You can see that we got rid of the COMMENTS and ARTICLE_USER_COMMENT nodes in this last example. All the information about an article is now stored directly under the article node itself, including the comments on that article (with a "link" to the user who made the comment). And all the information about a user is now stored under that user's node, including the comments that user made (with a "link" to the article that the comment is about).

The only thing that is still tricky about this model is the fact that Firebase doesn't have an API to traverse such "links", so you will have to look up the user/article up yourself.

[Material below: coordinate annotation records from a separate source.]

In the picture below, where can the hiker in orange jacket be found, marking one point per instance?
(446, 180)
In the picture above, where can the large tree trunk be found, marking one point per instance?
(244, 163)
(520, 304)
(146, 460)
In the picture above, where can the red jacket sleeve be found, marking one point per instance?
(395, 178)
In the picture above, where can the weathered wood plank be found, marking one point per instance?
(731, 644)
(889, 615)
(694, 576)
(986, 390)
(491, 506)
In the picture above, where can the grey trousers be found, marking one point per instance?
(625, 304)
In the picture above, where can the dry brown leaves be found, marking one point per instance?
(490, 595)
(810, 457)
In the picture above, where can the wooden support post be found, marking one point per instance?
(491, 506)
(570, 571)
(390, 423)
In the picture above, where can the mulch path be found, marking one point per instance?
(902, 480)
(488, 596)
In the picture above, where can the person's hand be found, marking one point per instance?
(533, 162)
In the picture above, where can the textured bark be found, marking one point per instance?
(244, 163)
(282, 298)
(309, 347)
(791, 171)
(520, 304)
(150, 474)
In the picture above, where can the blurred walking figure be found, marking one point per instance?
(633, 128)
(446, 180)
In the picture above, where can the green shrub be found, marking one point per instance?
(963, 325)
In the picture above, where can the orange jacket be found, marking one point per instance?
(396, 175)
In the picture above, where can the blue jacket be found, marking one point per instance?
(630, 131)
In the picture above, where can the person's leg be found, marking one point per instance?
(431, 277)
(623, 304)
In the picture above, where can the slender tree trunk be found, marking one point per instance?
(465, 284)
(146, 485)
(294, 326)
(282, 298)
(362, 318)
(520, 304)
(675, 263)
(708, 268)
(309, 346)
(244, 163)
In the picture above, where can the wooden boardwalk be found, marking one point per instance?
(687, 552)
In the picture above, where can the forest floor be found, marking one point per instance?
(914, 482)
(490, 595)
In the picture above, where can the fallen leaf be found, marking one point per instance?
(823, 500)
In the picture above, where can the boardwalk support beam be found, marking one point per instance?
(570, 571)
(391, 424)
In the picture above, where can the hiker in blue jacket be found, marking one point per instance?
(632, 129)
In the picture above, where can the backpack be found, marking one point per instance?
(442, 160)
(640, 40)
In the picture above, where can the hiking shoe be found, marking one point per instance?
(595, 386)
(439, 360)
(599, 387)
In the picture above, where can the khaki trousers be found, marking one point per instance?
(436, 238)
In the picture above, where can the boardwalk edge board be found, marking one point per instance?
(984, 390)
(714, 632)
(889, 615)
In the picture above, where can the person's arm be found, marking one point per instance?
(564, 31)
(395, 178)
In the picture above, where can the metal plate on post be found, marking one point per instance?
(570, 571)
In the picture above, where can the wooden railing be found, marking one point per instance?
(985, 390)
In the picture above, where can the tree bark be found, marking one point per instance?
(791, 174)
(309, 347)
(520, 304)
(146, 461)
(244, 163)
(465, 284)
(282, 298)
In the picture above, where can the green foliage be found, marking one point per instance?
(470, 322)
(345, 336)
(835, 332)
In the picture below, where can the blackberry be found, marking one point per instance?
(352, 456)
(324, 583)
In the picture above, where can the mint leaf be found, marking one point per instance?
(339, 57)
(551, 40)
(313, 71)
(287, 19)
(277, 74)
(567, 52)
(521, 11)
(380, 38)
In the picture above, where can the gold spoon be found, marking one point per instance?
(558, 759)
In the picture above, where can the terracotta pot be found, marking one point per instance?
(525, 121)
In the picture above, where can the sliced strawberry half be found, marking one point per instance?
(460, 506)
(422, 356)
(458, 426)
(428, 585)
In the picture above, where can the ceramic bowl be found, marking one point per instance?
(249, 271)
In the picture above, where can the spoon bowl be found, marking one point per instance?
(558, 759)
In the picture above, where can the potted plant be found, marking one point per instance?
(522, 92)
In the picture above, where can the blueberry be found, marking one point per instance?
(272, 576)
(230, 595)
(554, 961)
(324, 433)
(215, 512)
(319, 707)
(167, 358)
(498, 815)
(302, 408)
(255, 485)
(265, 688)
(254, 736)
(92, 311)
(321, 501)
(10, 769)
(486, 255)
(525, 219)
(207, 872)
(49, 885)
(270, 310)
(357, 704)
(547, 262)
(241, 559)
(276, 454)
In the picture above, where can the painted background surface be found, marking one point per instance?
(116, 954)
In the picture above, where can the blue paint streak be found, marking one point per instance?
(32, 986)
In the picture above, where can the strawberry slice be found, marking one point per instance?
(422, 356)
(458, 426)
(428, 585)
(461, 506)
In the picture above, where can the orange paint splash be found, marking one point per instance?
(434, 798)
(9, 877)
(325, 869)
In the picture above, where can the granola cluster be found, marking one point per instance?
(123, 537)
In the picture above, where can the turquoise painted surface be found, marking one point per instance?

This becomes a lot easier if you use the UID/AID (in this example) as the name of the node that identifies the user/article.

So that leads to our final model:

ROOT
 |
 +-- ARTICLES
 |     |
 |     +-- AID_1
 |     |    |
 |     |    +-- Text of article 1
 |     |    |
 |     |    +-- COMMENTS
 |     |         |
 |     |         +-- Vzhen's comment on Article 1 (UID=1056201)
 |     |         |
 |     |         +-- Frank's response (UID=209103)
 |     |
 |     +-- AID_2
 |          |
 |          +-- Text of article 2
 |          |
 |          +-- COMMENTS
 |               |
 |               +-- Frank's comment on Article 2 (UID=209103)
 |
 +-- USERS
       |
       +-- UID_1056201
       |    |
       |    +-- vzhen
       |    |
       |    +-- COMMENTS
       |         |
       |         +-- Vzhen's comment on Article 1 (AID=1)
       |
       +-- UID_209103
            |
            +-- Frank van Puffelen
            |
            +-- COMMENTS
                 |
                 +-- Frank's response (AID=1)
                 |
                 +-- Frank's comment on Article 2 (AID=2)

I hope this helps in understanding hierarchical data-modelling and the trade-offs involved.